Direkt zum Hauptbereich

Ich schreibe einen Roman (25)


Das ist sie: Die vielleicht folgenschwerste Unterschrift meines Lebens. Jetzt geht es nicht mehr zurück. Nun bin ich Romancier (i. Druck). *Schluck!*
Zuvor kehrte der Roman-Bumerang ein letztes Mal zurück. Der Korrekturleser hatte zugeschlagen. Mein Job war es, seine Korrekturen zu überprüfen, und alles, was mir dazu noch einfiel, meinem Verleger gestern während eines gut achtzigminütigen Telefonats in seine Satzdatei zu diktieren.
Was man plötzlich recherchiert! Der Korrekturleser meint, Tauben hätten keine "Zehen" sondern "Krallen". Und plötzlich klickt man sich eine halbe Stunde durch diverse ornithologische Wikipedia-Artikel. Aber nein, die Einträge zu "Tauben" und "Vogelskelett" besagen unabhängig voneinander: Die Dinger, die Flugratten unten an den Beinen haben, nennt man tatsächlich "Zehen", drei vorne, eine hinten. "... und aus 'zweikrallige Einbeintaube' machst du bitte wieder 'zweizehige Einbeintaube' ..." - Wie sich mein Verleger dabei fühlte, ist nicht überliefert.
Der Korrekturleser war ansonsten sehr beflissen, extrem ordentlich und medizinisch-psychologisch geschult. Er belehrte mich, dass ein "Katarrh" "eigentlich ne Schleimbeutelentzündung ist"; und wo ich "Unterbewusstsein" schrieb, korrigierte er brav und psychologieterminologisch höchst korrekt auf "Unbewusstes". Aber ich bin jeweils lieber beim alltagssprachlichen Gebrauch geblieben.
Aber sonst hat der Korrektor super Arbeit geleistet, die mir manchmal die schriftstellerische Schamesröte ins Gesicht trieb*. Er hat herausgefunden, dass ich einen Roxette-Titel** zitiere, den es gar nicht gibt. Neben den Satz "Ein paar Momente später standen Yannick und Laura im Flusspferdhaus." schrieb er mit unbestechlicher Logik: "Da stehen sie aber schon das ganze Kapitel." - Oops!
Auch eine wunderschöne Stilblüte hat er neu entdeckt: "Er verhaarte an einer Weggabelung." Offensichtlich wehten ihm Frisuren ins Gesicht, vermutlich ein Föhn-Wind. Ich sollte mich weniger mit Frisörsalon-Namen beschäftigen ...
Nur, was ein "Alien von Tunteigeuze" sein soll, wusste mein Korrekturleser nicht, und die Worte "Binder" (für Krawatte), "Schwatter" (für Farbiger) und "Dönekes" (für Dönekes) kannte er nicht.

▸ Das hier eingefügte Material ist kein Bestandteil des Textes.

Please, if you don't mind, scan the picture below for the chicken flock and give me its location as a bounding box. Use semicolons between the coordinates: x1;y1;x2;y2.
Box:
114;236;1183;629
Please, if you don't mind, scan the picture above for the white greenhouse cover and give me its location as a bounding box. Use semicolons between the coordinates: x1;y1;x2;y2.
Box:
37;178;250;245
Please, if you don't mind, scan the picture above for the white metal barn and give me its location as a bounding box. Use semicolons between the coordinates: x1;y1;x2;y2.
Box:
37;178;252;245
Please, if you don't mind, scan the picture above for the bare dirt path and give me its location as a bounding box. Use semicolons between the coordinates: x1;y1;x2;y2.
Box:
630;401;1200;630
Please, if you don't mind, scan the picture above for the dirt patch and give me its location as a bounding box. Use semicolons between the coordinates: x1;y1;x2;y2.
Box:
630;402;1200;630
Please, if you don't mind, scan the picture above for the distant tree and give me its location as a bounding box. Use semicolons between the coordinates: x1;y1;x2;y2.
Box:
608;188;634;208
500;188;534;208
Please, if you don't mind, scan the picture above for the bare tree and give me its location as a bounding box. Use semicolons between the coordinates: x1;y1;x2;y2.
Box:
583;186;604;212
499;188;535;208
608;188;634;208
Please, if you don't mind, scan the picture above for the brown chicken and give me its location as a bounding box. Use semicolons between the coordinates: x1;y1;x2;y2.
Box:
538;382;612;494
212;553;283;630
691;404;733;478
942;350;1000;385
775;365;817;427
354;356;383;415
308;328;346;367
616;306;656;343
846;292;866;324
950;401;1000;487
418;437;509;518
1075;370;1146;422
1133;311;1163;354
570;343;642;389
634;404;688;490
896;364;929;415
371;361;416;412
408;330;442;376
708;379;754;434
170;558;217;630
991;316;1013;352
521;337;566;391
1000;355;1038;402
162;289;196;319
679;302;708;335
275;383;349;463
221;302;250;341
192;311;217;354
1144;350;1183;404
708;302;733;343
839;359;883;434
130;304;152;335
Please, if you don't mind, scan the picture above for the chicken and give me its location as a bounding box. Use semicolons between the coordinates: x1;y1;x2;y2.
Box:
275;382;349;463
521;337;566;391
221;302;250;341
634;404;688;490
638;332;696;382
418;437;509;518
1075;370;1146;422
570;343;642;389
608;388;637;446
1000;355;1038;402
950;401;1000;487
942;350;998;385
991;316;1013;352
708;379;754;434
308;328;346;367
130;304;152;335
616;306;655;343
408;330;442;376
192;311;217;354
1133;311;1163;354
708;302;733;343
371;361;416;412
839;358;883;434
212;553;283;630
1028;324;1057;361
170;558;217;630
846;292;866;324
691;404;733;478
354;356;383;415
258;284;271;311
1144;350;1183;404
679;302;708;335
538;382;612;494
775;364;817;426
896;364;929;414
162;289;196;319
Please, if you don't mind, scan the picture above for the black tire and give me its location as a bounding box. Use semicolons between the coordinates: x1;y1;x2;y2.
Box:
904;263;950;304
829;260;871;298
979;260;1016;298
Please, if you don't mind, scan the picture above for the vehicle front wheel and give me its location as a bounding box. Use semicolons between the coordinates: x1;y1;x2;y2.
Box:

Zum Wahnsinnigwerden ist übrigens die neue Rechtschreibung. Nachdem sie verbindlich wurde, habe ich mich immer für sie ausgesprochen. Allein, so ganz genau weiß man ja doch nicht, wofür man da eigentlich ist. Leider weiß das die neue Rechtschreibung selbst nicht so genau. Das, was ich mir mühsam beigebracht habe, ist nämlich schon wieder veraltete, neue Rechtschreibung. Denn was nach Die deutsche Rechtschreibung von Bertelsmann (1999) richtig ist, ist nach der neusten Ausgabe des Duden (2009) schon nicht mehr richtig.
z.B. "kennen lernen"
Alte Rechtschreibung: kennenlernen
Neue Rechtschreibung (1999): kennen lernen
Neue neue Rechtschreibung (2009): kennenlernen
Leider lernt meine Romanfigur viele Leute kennen. Und zu "Small Talk" (neue neue Rechtschreibung) kommt es nie, weil ich doch "Smalltalk" (alte neue Rechtschreibung), aber durchaus noch erlaubt) überzeugender finde. AAARRRGGGHHH!

Mit der heutigen Unterschrift habe ich all das hinter mir gelassen. Juché!

* Was das ist? Eine ungesunde Gesichtsfärbung, die dann auftritt, wenn einem gewahr wird, was für Blödsinn man zu Papier gebracht hat.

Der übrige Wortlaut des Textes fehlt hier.